Current status of the industry will be considered and businesses in areas of decline will be required to provide strong business plans which outline how they differ from the current trends. The regulatory environment surrounding the particular business or industry will be considered.
(d) Equity.
(1)
A minimum of 10 percent tangible balance sheet equity will be required for existing businesses at loan closing. A minimum of 20 percent tangible balance sheet equity will be required for new businesses at loan closing. For energy projects, the minimum tangible balance sheet equity requirement range will be between 25 percent and 40 percent. Criteria for considering the minimum equity required for an individual application will be based on: existing businesses with successful financial and management history vs. start-up businesses; personal/corporate guarantees offered; contractual relationships with suppliers and buyers; credit rating; and strength of the business plan/feasibility study.
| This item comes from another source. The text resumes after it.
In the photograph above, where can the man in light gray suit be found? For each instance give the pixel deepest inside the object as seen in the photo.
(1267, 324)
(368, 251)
Where the application is a request to refinance outstanding Federal direct or guaranteed loans, without any new financing, the equity requirement may be determined using adjusted tangible net worth. An application that combines a refinancing guarantee request with a new loan guarantee request is subject to the standard, unadjusted, equity requirement except as provided in paragraphs (d)(1)(i) or (d)(1)(ii) of this section. Increases or decreases in the equity requirements may be imposed or granted as follows:
(i)
A reduction in the equity requirement for existing businesses may be permitted by the Administrator. In order for a reduction to be considered, the borrower must furnish the following:
(A)
Collateralized personal and corporate guarantees, including any parent, subsidiary, or affiliated company, when feasible and legally permissible (in accordance with § 4279.149 of this subpart), and
(B)
Pro forma and historical financial statements that indicate the business to be financed meets or exceeds the median quartile (as identified in the Risk Management Association's Annual Statement Studies or similar publication) for the current ratio, quick ratio, debt-to-worth ratio, debt coverage ratio, and working capital.
(ii)
The approval official may require more than the minimum equity requirements provided in this paragraph if the official makes a written determination that special circumstances necessitate this course of action.
(2)
The equity requirement must be met in the form of either cash or tangible earning assets contributed to the business and reflected on the balance sheet.
(3)
The lender must certify that the equity requirement was determined using balance sheets prepared in accordance with GAAP and met upon giving effect to the entirety of the loan in the calculation, whether or not the loan itself is fully advanced, as of the date the guaranteed loan is closed.
(e) Lien priorities.
The entire loan will be secured by the same security with equal lien priority for the guaranteed and unguaranteed portions of the loan. The unguaranteed portion of the loan will neither be paid first nor given any preference or priority over the guaranteed portion. A parity or junior position may be considered provided that discounted collateral values are adequate to secure the loan in accordance with paragraph (b) of this section after considering prior liens.
(f) Management.
A thorough review of key management personnel will be completed to ensure that the business has adequately trained and experienced managers.